The paparazzi yelled and jeered, their gigantic cameras snapping and flashing as Ashton’s car rolled through the gates. They shouted questions at him about Yadiel, about Yadiel’s mother, about Jasmine, about the ridiculous rumor of a love triangle, even about Puerto Rican politics. That last one he did have a lot of thoughts on, but he wasn’t falling for the bait.

Inside the SUV, Ashton slumped in the back seat and attempted to ignore them, immeasurably grateful for the vehicle’s dark windows. He’d tried to close his eyes to block them out, but that only made it worse. He felt more in control with his eyes open. If something was going to get him, at least he’d see it coming.

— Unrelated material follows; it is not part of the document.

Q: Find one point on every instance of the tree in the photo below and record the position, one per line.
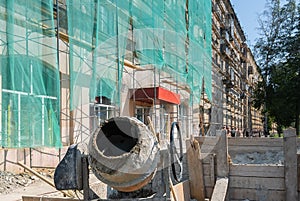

Rationally, he knew they couldn’t hurt him. Probably. Most likely. Okay, he didn’t really believe that. All the media attention had ratcheted up the paranoia he kept tamped down, and every time he tried to talk himself out of it, his brain reminded him that someone had already tried. So no, he couldn’t convince himself he was safe, because when the police had finally found the would-be intruder, the man had a hunting knife in his possession.

Aside from the police, Ignacio was the only other person who knew this detail. Ashton prayed it remained that way.

He finally closed his eyes when they got on the highway. And didn’t open them again until the SUV rolled up in front of the apartment where Ashton’s family was staying.

Ashton waited inside the vehicle while Drew—his new bodyguard friend, courtesy of Tanya—checked the sidewalk and vestibule. Ashton guessed the coast was clear, because Drew headed back over to the car. Ashton climbed out and they went inside. And although he felt weird about the whole thing, he asked Drew to wait in the lobby and make sure no one snuck up on the building.

Drew didn’t seem to think any of this was weird, because he just said, “Sure thing,” and took up a post by the door.

In his line of work, Drew had probably seen some shit Ashton didn’t even want to know about—his nightmares were bad enough already.

Upstairs, Ashton assembled his father and grandparents for a family meeting while Yadiel, up past his bedtime and riding high on his second wind, climbed on every piece of furniture in the living room.

“No veo cuál es la gran cosa,” his father said for at least the tenth time.

Ashton gritted his teeth and tried, once again, to explain why the entertainment news media dragging his name through the mud was a very big deal.

“I want Yadiel to have a normal life,” he began in Spanish, but Abuelito Gus cut him off.

“What’s normal, anyway?” The older man shrugged and gestured at the energetic boy. “He’s fine. Kids are growing up with all sorts of new concerns that we didn’t have. This is just one more.”

The memory of glass breaking echoed in Ashton’s ears. “I’m not talking about something like too much screen time. Most children don’t have photographers stalking them and printing pictures of them in magazines.”